Despite all of our recent addresses, mostly in world capitals or alpha cities, I can truly say I'm not a city person. Neither is Liebi. Don't get me wrong, we enjoy living in the city very much, we think positive here and help ourselves to everything it has to offer. The kids can't complain, although they tend to roll with the punches. The city one day, a small town the next. The kids will adapt and find fun and creativity in almost anything. 

All things considered, I prefer small towns, or small cities, depending on your definition. Bad Homburg, for example, is 50,000 to 100,000 inhabitants, but has everything you could possibly need. Würzburg has about 120,000 residents, but packs quite a punch for a small city. I noticed, especially the last time I was in Nürnberg at the Christmas Market, how little I will miss the city once it's time to move along, especially the crowds. Bad Homburg, for example, is not going to have the big opera house, the airport, or the stadium. But it's comforting to know that these things are close, in case you decide the semiannual trip to Mallorca becomes indispensable. 

Enter a city like Wiesbaden. Now Wiesbaden is a fairly decent sized city with about 300,000 residents. Wiesbaden doesn't have a metro line, here it will be car, bus or foot. And yet, it's easily a five star city under the column of medium sized cities.

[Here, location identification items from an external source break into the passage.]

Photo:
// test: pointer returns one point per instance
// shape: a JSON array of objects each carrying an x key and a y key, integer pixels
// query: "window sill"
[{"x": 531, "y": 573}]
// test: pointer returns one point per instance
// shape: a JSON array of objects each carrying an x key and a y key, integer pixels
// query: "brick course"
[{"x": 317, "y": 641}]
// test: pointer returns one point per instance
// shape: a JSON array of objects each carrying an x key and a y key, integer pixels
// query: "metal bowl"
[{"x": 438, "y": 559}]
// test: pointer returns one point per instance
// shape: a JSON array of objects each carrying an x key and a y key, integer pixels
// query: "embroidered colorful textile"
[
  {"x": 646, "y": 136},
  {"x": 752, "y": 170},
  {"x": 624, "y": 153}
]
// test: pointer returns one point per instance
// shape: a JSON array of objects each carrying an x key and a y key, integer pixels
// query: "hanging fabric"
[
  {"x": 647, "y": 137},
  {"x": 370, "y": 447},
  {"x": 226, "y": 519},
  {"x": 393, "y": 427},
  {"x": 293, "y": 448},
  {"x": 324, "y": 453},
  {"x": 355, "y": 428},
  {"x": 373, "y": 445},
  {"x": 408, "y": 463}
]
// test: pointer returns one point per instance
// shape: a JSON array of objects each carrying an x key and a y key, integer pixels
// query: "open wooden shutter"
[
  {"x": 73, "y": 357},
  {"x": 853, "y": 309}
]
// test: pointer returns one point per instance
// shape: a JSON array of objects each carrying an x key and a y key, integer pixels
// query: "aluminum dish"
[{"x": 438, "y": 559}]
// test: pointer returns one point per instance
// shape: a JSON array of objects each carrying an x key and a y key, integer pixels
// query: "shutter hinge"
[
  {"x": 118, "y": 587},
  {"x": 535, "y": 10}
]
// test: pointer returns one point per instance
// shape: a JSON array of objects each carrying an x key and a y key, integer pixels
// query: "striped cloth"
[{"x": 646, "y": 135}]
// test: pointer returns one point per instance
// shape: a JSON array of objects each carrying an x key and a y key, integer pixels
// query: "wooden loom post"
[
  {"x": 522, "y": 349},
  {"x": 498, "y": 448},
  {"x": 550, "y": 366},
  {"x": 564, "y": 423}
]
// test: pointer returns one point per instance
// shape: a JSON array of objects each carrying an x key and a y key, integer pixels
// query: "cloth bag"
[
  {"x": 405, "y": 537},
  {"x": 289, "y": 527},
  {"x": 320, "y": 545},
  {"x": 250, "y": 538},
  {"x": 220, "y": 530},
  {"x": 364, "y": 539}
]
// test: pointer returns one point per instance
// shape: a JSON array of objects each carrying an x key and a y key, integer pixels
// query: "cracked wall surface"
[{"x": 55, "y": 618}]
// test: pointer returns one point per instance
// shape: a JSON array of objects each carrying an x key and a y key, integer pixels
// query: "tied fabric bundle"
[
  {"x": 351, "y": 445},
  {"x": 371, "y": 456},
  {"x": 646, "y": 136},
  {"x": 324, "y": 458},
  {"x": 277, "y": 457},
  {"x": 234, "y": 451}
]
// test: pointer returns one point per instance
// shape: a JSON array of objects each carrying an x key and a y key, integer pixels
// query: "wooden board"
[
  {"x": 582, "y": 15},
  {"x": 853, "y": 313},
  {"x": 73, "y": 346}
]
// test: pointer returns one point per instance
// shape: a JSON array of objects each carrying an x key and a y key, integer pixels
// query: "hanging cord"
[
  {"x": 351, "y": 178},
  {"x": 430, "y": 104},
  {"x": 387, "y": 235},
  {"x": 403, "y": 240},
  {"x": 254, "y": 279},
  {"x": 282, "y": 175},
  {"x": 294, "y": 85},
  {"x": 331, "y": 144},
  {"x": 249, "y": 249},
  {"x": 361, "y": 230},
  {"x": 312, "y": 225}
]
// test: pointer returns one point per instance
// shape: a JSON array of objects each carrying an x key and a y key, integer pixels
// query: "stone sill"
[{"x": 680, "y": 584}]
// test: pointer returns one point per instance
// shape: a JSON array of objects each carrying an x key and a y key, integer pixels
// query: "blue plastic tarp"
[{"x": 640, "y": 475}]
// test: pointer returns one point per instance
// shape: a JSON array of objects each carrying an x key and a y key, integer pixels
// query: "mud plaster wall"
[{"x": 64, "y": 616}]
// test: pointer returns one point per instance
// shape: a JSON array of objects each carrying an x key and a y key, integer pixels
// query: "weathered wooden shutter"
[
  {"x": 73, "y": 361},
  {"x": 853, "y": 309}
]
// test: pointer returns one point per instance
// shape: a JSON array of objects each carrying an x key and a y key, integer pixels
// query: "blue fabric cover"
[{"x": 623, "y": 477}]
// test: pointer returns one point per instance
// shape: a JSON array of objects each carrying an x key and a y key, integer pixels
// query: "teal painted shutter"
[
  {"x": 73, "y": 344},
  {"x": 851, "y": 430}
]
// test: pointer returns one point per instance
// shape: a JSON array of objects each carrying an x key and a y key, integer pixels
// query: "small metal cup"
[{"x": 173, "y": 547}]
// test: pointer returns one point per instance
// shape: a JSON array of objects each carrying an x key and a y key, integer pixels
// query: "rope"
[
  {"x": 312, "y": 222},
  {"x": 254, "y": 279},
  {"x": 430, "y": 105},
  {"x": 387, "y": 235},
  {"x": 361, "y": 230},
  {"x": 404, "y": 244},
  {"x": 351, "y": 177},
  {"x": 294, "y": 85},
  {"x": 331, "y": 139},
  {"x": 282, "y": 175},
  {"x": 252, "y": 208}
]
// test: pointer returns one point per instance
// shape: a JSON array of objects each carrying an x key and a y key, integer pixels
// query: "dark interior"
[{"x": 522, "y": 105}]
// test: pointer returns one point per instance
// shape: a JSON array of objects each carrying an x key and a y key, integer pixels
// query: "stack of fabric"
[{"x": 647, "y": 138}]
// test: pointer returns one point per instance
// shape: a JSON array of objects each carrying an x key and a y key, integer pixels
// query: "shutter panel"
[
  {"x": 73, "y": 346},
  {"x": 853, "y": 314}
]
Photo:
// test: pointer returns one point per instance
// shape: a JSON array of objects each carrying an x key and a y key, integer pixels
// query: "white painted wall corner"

For one day, a holiday on a Monday, Liebi and I decide to pick and choose. The Schloß down by the Rhein will have to wait, although I would have loved to have seen that. Ditto for the cable car to take you up to the Neroberg. Again, these are first world problems. It's simply nice to have a city with a selection.

First, we stroll through the Kurpark, along with the Kurhaus. This is the convention center of the city, in addition to hosting a high stakes casino. Keep in mind that Wiesbaden was traditionally known as a wellness resort, dozens of hot springs were discovered here. The name of the city itself means 'meadow baths'. Although the Kurhaus itself now has different functions, the building itself is still gorgeous to look at with its neo-classical style. Embellishing the building is the park with its fountains and gargantuan trees. We are already picturing this place during spring or summer.

From the Kurpark, we make our way into the city center, where we pass the neo-Gothic Marktkirche, built in the mid 19th century, a toddler by Germany's medieval standards. Looking at it more closely, I notice it's all brick. Sadly, the church is actually closed on a Monday. Why is a church closed? Closed for what? Business? So be it, we have other places to go. 

Once we make our way through the pedestrian zone and enjoy our lunch, it's time to check out the much heralded Taunusstraße, one of the premier shopping streets in Germany. Although Liebi and I don't mind shopping, it's really the buildings we can't stop staring at. Here we're talking art noveau and belle epoque, constructed at the end of the 19th century. Wiesbaden was fortunate in that it was largely spared during the war. Some say the Americans called dibs on Wiesbaden long before the war was over, largely because of its location along the Rhein and Main rivers. As with many places, the Americans chose well. Here you'll find bars, clubs, antique stores, restaurants, anybody who can afford the Taunusstraße. 

We don't stop at the Taunusstraße, but continue toward the Nerotal park. The buildings around here are just as splendid, except that the area has become a little more residential. It's hard to overlook the apparent wealth that exists in Wiesbaden. 

There will be more posts coming from Wiesbaden, it's just hard to ignore the city. Even though we had a little more than half a day this time around, we know that postponed is not necessarily abandoned.